La Centrafrique sous l’emprise de l’horreur wagnérienne
Reportage exclusif

La Centrafrique, un territoire livré à la barbarie des mercenaires de Wagner

Des civils exécutés sommairement, des têtes décapitées alignées en macabre exhibition : les victimes de la répression wagnérienne s’accumulent en République centrafricaine. Alors que l’opposition et la société civile multiplient les appels au retrait de ces mercenaires, le pouvoir central, lui, valide leur licence de tuer sans compter.

Crédit Photo : AFP

Le 8 juillet dernier, une scène d’une violence inouïe a éclaté au grand jour, révélée par des vidéos diffusées en masse sur les réseaux sociaux. Dans une localité reculée de Centrafrique, des hommes ont été piégés, abattus puis décapités par des membres du Groupe Wagner. Les têtes, soigneusement disposées sur un tapis comme une sinistre installation artistique, témoignaient de l’acharnement des bourreaux. Accompagnés de leurs complices surnommés « Russes noirs » par la population, les mercenaires ont immortalisé leurs crimes, ponctuant chaque geste de commentaires grinçants. Leurs voix ont été enregistrées, livrant un ordre glaçant : « Vous ne voulez pas la paix ? C’est maintenant. Égorgez chaque personne ! » Une mise en scène qui rappelle, par son sadisme calculé, les exactions des groupes djihadistes les plus redoutés.

L’horreur érigée en routine dans un État en lambeaux

Parmi les victimes figuraient des membres de groupes armés, venus se présenter dans le cadre d’une opération officielle de désarmement. Piégés par les Wagner, ils ont été transformés en cibles d’un carnaval macabre. Des civils, dont un chef de village venu assister à l’événement, ont également péri sous les balles. Si ces images ont provoqué un sursaut d’indignation, elles ne sont hélas que la partie émergée d’un iceberg de violences quotidiennes. Les mercenaires de Wagner, armés d’un permis de tuer validé par Bangui, sévissent en toute impunité, ajoutant une couche supplémentaire à un chaos déjà ingérable.
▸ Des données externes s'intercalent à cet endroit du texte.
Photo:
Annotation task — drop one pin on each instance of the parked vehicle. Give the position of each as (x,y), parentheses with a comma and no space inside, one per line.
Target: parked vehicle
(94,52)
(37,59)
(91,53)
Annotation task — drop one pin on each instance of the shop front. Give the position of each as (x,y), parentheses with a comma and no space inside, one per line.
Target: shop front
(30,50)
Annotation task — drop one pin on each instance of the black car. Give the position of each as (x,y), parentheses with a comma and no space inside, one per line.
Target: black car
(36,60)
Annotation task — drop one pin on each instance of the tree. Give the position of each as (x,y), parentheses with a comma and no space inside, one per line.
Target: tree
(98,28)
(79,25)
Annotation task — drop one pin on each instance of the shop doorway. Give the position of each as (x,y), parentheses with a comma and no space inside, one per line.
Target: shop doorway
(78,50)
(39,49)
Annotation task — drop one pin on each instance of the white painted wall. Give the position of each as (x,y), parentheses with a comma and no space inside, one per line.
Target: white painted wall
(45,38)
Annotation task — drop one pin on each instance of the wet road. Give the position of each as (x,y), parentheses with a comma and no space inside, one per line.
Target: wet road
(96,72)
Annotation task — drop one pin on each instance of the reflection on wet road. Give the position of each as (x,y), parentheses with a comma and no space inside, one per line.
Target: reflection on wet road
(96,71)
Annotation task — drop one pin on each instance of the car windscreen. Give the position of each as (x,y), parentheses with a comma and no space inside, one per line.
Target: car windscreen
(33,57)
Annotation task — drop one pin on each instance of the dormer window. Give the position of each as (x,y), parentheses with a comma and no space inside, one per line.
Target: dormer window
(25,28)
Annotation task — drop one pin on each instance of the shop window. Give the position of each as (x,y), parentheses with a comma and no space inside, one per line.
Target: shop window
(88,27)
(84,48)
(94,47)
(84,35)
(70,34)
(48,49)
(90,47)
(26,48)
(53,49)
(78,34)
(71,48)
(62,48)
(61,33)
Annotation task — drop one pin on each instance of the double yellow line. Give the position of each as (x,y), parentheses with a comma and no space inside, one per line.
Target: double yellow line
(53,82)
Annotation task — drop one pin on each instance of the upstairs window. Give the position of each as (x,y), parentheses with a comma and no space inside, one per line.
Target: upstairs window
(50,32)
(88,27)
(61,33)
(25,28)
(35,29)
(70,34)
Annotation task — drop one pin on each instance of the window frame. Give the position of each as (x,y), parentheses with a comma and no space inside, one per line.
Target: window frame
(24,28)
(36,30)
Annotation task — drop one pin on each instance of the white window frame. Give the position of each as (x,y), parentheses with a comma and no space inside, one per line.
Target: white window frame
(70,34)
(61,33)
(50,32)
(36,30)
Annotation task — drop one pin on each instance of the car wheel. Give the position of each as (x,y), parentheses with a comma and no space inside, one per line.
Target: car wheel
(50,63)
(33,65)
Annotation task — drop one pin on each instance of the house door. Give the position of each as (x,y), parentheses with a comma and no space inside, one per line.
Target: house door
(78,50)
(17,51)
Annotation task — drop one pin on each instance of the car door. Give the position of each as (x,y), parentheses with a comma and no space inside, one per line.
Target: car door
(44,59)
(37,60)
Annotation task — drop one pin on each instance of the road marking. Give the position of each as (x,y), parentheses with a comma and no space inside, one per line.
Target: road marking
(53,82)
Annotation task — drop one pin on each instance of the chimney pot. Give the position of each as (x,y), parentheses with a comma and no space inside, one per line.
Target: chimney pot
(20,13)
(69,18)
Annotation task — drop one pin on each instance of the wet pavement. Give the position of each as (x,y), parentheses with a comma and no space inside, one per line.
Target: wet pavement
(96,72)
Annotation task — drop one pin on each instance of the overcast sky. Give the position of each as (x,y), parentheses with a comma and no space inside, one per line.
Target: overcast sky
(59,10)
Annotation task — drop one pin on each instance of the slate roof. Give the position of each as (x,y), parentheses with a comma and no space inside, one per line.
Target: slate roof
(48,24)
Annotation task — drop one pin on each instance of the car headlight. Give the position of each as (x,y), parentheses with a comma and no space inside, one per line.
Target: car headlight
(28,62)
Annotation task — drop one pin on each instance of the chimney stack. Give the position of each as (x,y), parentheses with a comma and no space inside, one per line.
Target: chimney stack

Depuis les années 1990, la Centrafrique est souvent décrite comme un « non-État », un territoire où l’autorité centrale s’effrite face à une mosaïque de groupes armés incontrôlables. La Minusca, mission onusienne censée stabiliser le pays, peine à endiguer cette spirale de violences. Pourtant, la présence des mercenaires russes, officiellement engagés pour « aider » Bangui, a transformé cette terre déjà fragilisée en un terrain de chasse où la terreur s’installe durablement. La communauté internationale, habituée aux drames centrafricains, semble désormais résignée, comme si cet État en déliquescence n’était plus qu’un sujet de seconde zone.
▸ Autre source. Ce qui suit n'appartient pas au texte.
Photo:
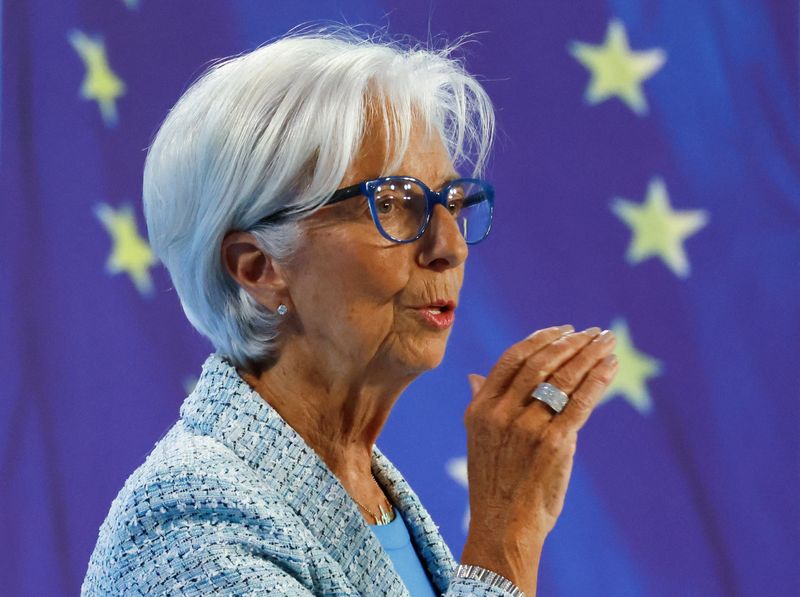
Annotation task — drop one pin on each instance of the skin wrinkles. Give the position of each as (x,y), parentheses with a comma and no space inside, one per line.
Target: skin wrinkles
(350,342)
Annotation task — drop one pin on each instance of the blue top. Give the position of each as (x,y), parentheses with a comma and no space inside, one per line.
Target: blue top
(233,501)
(396,542)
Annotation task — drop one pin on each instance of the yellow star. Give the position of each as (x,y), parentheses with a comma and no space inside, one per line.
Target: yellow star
(635,368)
(616,69)
(131,253)
(658,230)
(100,83)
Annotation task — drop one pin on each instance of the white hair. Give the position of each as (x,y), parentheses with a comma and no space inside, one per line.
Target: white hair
(277,128)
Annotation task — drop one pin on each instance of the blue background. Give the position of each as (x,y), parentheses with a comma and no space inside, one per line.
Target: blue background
(695,495)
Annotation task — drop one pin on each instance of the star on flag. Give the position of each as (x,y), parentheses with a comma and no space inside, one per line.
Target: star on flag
(101,84)
(658,230)
(618,71)
(635,369)
(130,253)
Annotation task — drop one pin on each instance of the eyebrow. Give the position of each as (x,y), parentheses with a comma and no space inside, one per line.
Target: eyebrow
(449,178)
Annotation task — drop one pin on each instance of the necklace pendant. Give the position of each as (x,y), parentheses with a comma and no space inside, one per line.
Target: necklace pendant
(385,517)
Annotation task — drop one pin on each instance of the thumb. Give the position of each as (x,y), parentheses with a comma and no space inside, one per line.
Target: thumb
(476,382)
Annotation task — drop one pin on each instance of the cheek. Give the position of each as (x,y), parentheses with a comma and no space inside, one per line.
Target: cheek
(353,283)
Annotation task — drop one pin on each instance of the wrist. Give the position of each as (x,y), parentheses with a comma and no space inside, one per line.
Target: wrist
(488,577)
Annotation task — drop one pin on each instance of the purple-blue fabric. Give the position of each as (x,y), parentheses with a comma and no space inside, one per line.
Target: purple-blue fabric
(695,496)
(396,541)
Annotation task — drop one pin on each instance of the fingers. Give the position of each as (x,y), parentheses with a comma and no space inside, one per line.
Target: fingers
(588,394)
(539,366)
(512,359)
(569,376)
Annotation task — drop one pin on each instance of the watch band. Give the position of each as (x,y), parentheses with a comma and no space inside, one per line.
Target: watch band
(493,579)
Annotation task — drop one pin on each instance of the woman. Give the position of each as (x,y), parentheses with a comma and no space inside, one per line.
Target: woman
(305,200)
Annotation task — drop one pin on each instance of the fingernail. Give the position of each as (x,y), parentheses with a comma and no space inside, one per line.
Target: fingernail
(605,338)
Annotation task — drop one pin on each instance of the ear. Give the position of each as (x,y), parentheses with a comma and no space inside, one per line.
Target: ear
(253,270)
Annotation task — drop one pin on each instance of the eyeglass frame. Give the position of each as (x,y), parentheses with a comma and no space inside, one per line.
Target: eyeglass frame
(367,189)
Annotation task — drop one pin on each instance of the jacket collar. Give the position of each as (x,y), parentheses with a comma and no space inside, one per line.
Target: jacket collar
(225,407)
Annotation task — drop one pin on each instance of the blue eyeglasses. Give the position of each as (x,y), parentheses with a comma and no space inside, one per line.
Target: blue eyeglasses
(401,206)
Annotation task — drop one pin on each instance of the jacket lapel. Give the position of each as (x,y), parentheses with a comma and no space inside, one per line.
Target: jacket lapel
(225,407)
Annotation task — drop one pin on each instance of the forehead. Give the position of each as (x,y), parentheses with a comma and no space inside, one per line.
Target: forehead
(425,157)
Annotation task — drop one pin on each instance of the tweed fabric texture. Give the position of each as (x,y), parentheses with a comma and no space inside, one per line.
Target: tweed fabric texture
(233,501)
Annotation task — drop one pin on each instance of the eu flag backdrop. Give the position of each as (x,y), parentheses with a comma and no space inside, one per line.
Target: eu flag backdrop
(648,180)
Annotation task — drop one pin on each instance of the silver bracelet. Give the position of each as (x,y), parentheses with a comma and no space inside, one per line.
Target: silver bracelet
(491,578)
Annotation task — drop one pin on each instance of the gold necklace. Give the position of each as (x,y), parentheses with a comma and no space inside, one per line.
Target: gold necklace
(385,517)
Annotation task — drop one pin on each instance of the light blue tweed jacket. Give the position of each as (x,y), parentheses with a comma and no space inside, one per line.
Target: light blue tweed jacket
(233,501)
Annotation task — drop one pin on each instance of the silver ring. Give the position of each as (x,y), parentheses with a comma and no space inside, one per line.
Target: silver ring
(551,396)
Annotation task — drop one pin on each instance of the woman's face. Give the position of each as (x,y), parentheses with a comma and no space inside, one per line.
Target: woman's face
(358,297)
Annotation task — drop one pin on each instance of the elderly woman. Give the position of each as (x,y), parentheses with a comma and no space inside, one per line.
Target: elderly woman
(305,200)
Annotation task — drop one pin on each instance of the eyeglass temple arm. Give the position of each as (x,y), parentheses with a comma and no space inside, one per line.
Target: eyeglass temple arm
(339,195)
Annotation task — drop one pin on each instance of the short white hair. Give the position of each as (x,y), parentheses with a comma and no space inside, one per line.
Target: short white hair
(277,128)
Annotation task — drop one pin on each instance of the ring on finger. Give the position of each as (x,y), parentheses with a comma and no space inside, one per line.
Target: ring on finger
(551,395)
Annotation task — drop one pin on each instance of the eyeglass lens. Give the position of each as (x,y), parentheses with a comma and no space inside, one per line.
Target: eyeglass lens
(401,206)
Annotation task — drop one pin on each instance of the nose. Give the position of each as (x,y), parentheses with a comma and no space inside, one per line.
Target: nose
(443,245)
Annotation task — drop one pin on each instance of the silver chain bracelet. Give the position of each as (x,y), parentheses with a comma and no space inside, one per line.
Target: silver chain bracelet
(491,578)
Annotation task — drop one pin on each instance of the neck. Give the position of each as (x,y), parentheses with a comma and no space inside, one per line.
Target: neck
(338,411)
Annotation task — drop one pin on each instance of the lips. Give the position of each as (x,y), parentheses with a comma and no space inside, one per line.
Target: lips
(438,315)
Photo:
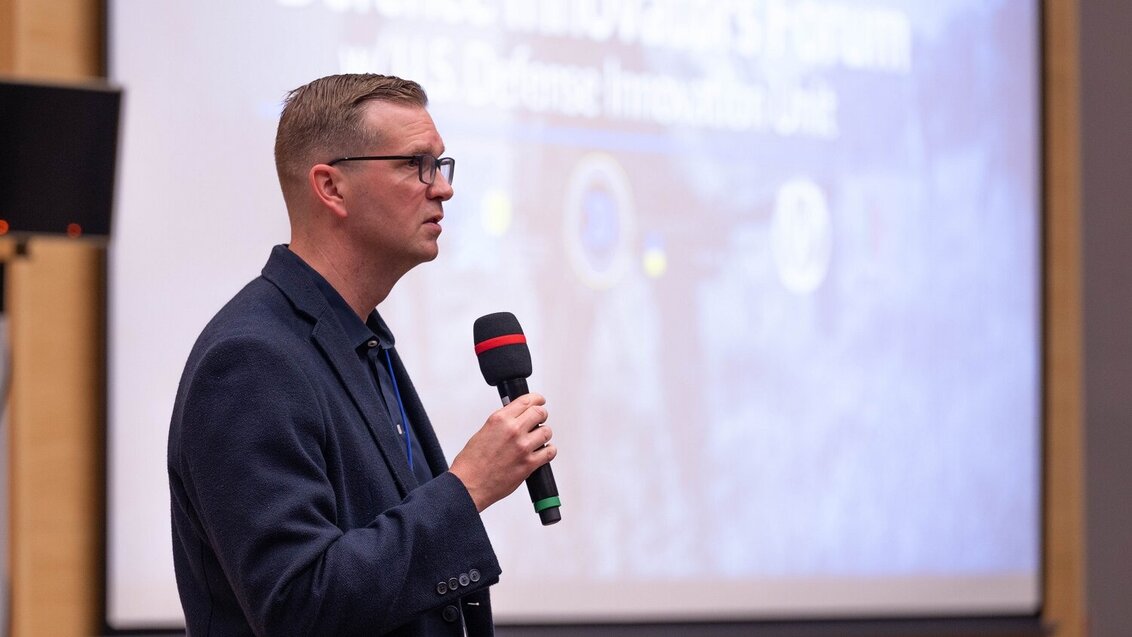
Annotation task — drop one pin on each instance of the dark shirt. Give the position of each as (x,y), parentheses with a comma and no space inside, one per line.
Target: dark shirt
(374,343)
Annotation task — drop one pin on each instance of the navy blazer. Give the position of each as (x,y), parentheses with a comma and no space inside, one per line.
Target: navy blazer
(294,510)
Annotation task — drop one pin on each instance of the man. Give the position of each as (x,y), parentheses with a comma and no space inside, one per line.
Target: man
(309,492)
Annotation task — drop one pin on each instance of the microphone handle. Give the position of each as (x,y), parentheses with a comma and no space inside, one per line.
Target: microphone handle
(541,482)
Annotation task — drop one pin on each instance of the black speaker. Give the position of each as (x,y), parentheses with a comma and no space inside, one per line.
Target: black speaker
(58,157)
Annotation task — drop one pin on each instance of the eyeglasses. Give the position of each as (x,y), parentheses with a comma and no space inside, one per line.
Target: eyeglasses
(426,165)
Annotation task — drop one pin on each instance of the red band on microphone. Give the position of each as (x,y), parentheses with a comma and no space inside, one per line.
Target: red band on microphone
(499,342)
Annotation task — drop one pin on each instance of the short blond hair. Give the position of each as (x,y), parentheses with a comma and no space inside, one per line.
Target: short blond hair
(324,118)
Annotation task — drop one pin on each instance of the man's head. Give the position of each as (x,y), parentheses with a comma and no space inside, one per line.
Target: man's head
(324,120)
(358,161)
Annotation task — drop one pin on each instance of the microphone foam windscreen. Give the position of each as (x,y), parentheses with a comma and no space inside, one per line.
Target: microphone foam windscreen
(502,347)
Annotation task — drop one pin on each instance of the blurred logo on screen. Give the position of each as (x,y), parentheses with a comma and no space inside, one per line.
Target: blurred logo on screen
(800,235)
(599,221)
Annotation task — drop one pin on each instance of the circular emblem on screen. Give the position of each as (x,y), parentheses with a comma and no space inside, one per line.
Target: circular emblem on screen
(800,235)
(599,221)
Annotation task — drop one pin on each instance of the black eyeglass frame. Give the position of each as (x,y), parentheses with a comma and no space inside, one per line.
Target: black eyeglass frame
(436,163)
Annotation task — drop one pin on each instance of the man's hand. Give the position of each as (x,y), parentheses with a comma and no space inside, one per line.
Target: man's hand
(511,445)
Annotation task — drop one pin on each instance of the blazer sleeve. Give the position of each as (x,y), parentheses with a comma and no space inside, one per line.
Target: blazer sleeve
(253,423)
Wagner, une administration parallèle au service de Moscou

Les hommes de Wagner ont fait de la Centrafrique leur fief, y imposant un ordre aussi brutal que celui d’une colonie moderne. Sous couvert d’une coopération bilatérale, ils exploitent les richesses minières du pays tout en contrôlant, de fait, l’armée, la police, la justice et même les services de renseignement. Les disparitions inexpliquées, les tortures et les crimes sans suite se multiplient, alimentant un climat de terreur où l’État centrafricain n’est plus qu’un figurant. Les témoignages locaux évoquent une inversion des pouvoirs : les décisions du pouvoir central seraient systématiquement soumises à l’approbation des Wagner.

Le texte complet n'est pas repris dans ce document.